Oct 14 – Bull Moose Wounded, Speed, Equality and Pooh

October 14 is a day of bravado as we saw with former President Roosevelt’s daring in addressing a crowd after being shot; a day of speed as we saw with the breaking of the sound barrier and the 10-second barrier for sprinters; a day of equality with the award of the Nobel Peace Prize to Martin Luther King, Jr. and the first Gay March on Washington; and it also is a day of Pooh who was first introduced to the world on this day.  Finally, it is also a day of joy and sadness for Cubs fans.


Chicago Cubs Win the World Series

See Oct 14: The Agony and Ecstasy of Cub Fans.

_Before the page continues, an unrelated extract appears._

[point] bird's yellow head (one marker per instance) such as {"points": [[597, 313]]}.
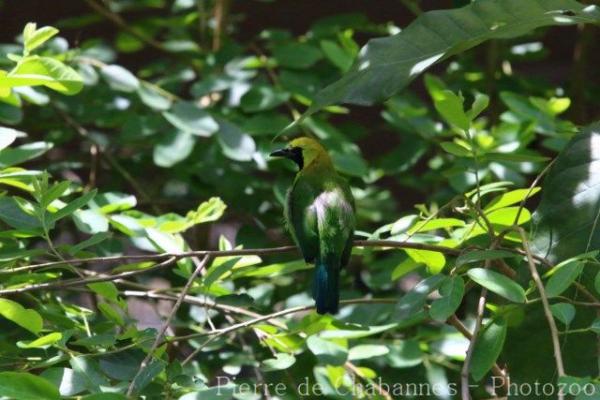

Bull Moose Roosevelt Gives Speech After Being Shot

While campaigning for President under the  Progressive Party (nicknamed the “Bull Moose Party”), former President Teddy Roosevelt was shot and mildly wounded by a mentally disturbed saloon keeper.  Roosevelt was planning on delivering a lengthy address to a crowd in Milwaukee and proceeded to deliver a 90-minute address despite the wound.

Roosevelt boasted, “it takes more than that to kill a bull moose.  He then reached into his coat pocket and a 50-page speech  with two big bullet holes.

Fortunately I had my manuscript, so you see I was going to make a long speech, and there is a bullet—there is where the bullet went through—and it probably saved me from it going into my heart. The bullet is in me now, so that I cannot make a very long speech, but I will try my best.

The 53-year old Roosevelt assured the crowd, “I give you my word, I do not care a rap about being shot; not a rap” and proceeded to give his full address before going to the hospital.


Winnie the Pooh First Published

A. A. Milne first publishes the children’s book Winnie the Pooh.



Chuck Yeager Break’s Sound Barrier

Air Force pilot Chuck Yeager flew a Bell X-1 rocket faster than the speed of sound at Mach 1.06 (700 mph) over the California high desert.


MLK Awarded Nobel Peace Prize

Martin Luther King, Jr. became the youngest recipient of the Nobel Peace Prize (he was 35). The award came after his 1963 “I Have a Dream” address during the March on Washington and the ratification of the 24th amendment barring poll taxes and passage of the Civil Rights Act in 1964.



Jim Hines Breaks the 10-Second Barrier

While not exactly breaking the sound barrier, American Jim Hines became the first runner to run the 100-meters in under 10 seconds at the 1968 Summer Olympics in Mexico City. Hines 9.95 record would last 15 years.  The current record of 9.58 was set by Usain Bolt in 2009.


First Gay Rights on Washington

Spurred by the death of Harvey Milk, 75,000 to 125,000 gay and lesbian Americans marched on the National Mall in Washington.